First, $\{A\}^+ = \{A,B,C,D\}$. Thus, $A\rightarrow C$ and $A\rightarrow D$ hold in $R_1$. Note that $A\rightarrow B$ is true in $R$, but makes no sense in $R_1$ because $B$ is not an attribute of $R_1$.

Next, we consider $\{C\}^+ = \{C,D\}$, from which we get the additional functional dependency $C\rightarrow D$ for $R_1$.

Since $\{D\}^+ = \{D\}$, we can add no more functional dependencies, and are done with the singletons.

Since $\{A\}^+$ already includes all attributes in $R_1$, there is no point in considering any superset of $\{A\}$. Thus, the only doubleton whose closure we need to take is $\{C,D\}^+ = \{C,D\}$. This observation allows us to add nothing. We are done with the closures, and functional dependencies we have discovered are $A\rightarrow C,A\rightarrow D$ and $C\rightarrow D$. A simpler, equivalent set of functional dependencies for $R_1$ is $A\rightarrow C, C\rightarrow D$.

Design of Relational Database Schemas

Careless selection of a relational database schema can lead to redundancy and related anomalies.

Anomalies

Problems such as redundancy occur when we try to cram too much into a single relation are called anomalies.

The principal kinds of anomalies that we encounter are:

1. Redundancy
2. Update Anomalies.
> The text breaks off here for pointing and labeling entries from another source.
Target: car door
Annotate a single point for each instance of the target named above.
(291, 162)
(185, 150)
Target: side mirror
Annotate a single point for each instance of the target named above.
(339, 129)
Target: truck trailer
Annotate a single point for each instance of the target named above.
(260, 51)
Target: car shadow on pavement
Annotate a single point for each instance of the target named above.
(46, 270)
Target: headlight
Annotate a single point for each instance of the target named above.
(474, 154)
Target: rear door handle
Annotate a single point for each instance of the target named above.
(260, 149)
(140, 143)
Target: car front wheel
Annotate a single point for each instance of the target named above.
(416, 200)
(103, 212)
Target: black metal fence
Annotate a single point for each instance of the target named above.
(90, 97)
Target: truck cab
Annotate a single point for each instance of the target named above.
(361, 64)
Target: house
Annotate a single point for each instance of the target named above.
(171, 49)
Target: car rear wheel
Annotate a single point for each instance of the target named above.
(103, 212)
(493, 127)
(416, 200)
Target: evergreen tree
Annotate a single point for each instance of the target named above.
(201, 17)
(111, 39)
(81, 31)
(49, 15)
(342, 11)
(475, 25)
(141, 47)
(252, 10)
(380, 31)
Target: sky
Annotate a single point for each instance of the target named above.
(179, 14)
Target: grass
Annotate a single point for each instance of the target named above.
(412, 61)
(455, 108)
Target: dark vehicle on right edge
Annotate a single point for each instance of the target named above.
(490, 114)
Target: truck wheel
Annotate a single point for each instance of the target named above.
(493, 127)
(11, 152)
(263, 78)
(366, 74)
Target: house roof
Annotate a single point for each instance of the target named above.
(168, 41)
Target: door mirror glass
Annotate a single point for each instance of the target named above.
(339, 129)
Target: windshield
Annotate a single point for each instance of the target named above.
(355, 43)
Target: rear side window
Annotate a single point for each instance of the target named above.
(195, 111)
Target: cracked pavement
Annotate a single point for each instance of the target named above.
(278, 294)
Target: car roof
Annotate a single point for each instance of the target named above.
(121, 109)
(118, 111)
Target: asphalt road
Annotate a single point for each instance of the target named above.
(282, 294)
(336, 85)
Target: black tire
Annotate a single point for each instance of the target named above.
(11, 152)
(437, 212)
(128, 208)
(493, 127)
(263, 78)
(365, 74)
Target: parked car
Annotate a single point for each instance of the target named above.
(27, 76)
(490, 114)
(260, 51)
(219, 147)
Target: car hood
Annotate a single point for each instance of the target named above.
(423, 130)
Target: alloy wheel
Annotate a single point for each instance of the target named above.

We mat change information in one tuple but leave the same information unchanged in another.
3. Deletion Anomalies. If a set of values becomes empty, we may lose other information as a side effect.

Decomposing Relations

The accepted way to eliminate these anomalies is to decompose relations. Decomposition of $R$ involves splitting the attributes of $R$ to make the schemas of two new relations.

Given a relation $R(A_1,A_2,\cdots, A_n)$, we may decompose $R$ into two relations $S(B_1,B_2,\cdots, B_m)$ and $T(C_1,C_2,\cdots,C_k)$ such that:

1. $\{A_1,A_2,\cdots, A_n\} = \{B_1,B_2,\cdots, B_m\}\cup \{C_1,C_2,\cdots,C_k\}$.
2. $S= \pi_{B_1,B_2,\cdots,B_m}(R)$
3. $T=\pi_{C_1,C_2,\cdots,C_k}(R)$

Boyce-Codd Normal Form

The goal of decomposition is to replace a relation by several that do not exhibit anomalies. There is a condition called Boyce-Codd normal form, or BCNF, under which the anomalies discussed can be guaranteed not to exist.